Love needs to be earned, it needs to be tested, and it takes time.
Looking at all the people I know, my parents, my aunt and uncle, my cousins, my baby sister, and many others. It was never love at first site. It took time, it was tested and it was earned and that made it last so long.
I know that people can feel a little something when they first meet and I can tell right away if I’d ever be in a relationship or not with someone when I first meet them.
I had meet so many guys this year and one of them was so awesome but the sparks weren’t there, as much as I tried and gave it chances, just to learn that yeah I’m not a good match for him but at least we can be friends.
The guy I’m dating now I’ve known over a year, a friend of a friend and con-goer, and even though the sparks weren’t heavy I always thought he was cute and had the most chance with me. I knew he had a crush on me but he was just one of the guys and I was having a good time being single. Then something happened and we got close and started dating and after a month or so he was my boyfriend. Two months later I feel in love with him. He was a big surprise and our love took time, it was tested and it’s been earned. I’m in love more than I have ever been and it feels great! Not sure if he is the one yet, but he is close.
I let my heart be open for love and so I found it. But if you think that it will be love at first sight then you have your heart closed to possibilities.

Here are some good quotes to remember when looking for real love.

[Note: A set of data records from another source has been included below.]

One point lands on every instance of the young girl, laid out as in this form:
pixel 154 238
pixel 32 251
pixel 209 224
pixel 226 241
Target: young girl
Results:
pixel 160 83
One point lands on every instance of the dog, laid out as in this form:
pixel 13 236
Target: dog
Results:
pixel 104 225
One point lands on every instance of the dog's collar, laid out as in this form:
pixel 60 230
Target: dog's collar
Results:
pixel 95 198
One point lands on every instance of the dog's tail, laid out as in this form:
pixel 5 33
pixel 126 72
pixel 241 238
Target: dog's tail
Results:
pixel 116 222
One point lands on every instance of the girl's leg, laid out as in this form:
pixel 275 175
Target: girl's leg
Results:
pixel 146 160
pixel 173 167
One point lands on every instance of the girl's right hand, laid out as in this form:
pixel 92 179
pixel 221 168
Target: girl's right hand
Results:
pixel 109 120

True love doesn’t come by finding the perfect person, but by learning to see an imperfect person perfectly.
The only way in this world you can ever hope to be loved is to stop asking for it and to start pouring out love without hope of return.
Fairy Tale Number 6 -True love is instant, you will know it the minute you see the person. Nope- Trust, communication and kindness take time to unveil and build.
It's not about finding someone who completes you but finding someone to share your completeness with.
Love starts with a smile, grows with a kiss, and ends with a tear.
Nobody is perfect until you fall in love with them.

Friday, November 13, 2009

Kinda Closed

Well I've read article after article about relationships and I've kind of had enough. I got my answers and I feel more at peace.
I know everyone has their different take on things and I'm going to sick by what I believe.
I now have a good relationship. I have almost all I want in a guy, the main key important factors, something I thought I wouldn't find. It has been a big surprise and made me appreciate him more.
He has passed most of the tests and hasn't raised any bad red flags. He lets me be me and loves me for it. No matter what crazy idea I throw at him he's always up for it and if things don't go as planned he's ok with it and doesn't complain. He gives me the freedom I want and let's me still be a independent women at times.
It has been a great relief. We haven't even fought! It has only been 3.5months but still I don't think we are the type to be bullheaded (even though we both tauruss) enough not to listen to the other and not fight so bad.
and even though it has been scary to let someone get close to me again, I have learned to push that fear aside and open my heart to him and he has been wonderful about it. I'm learning to love again and it feels great!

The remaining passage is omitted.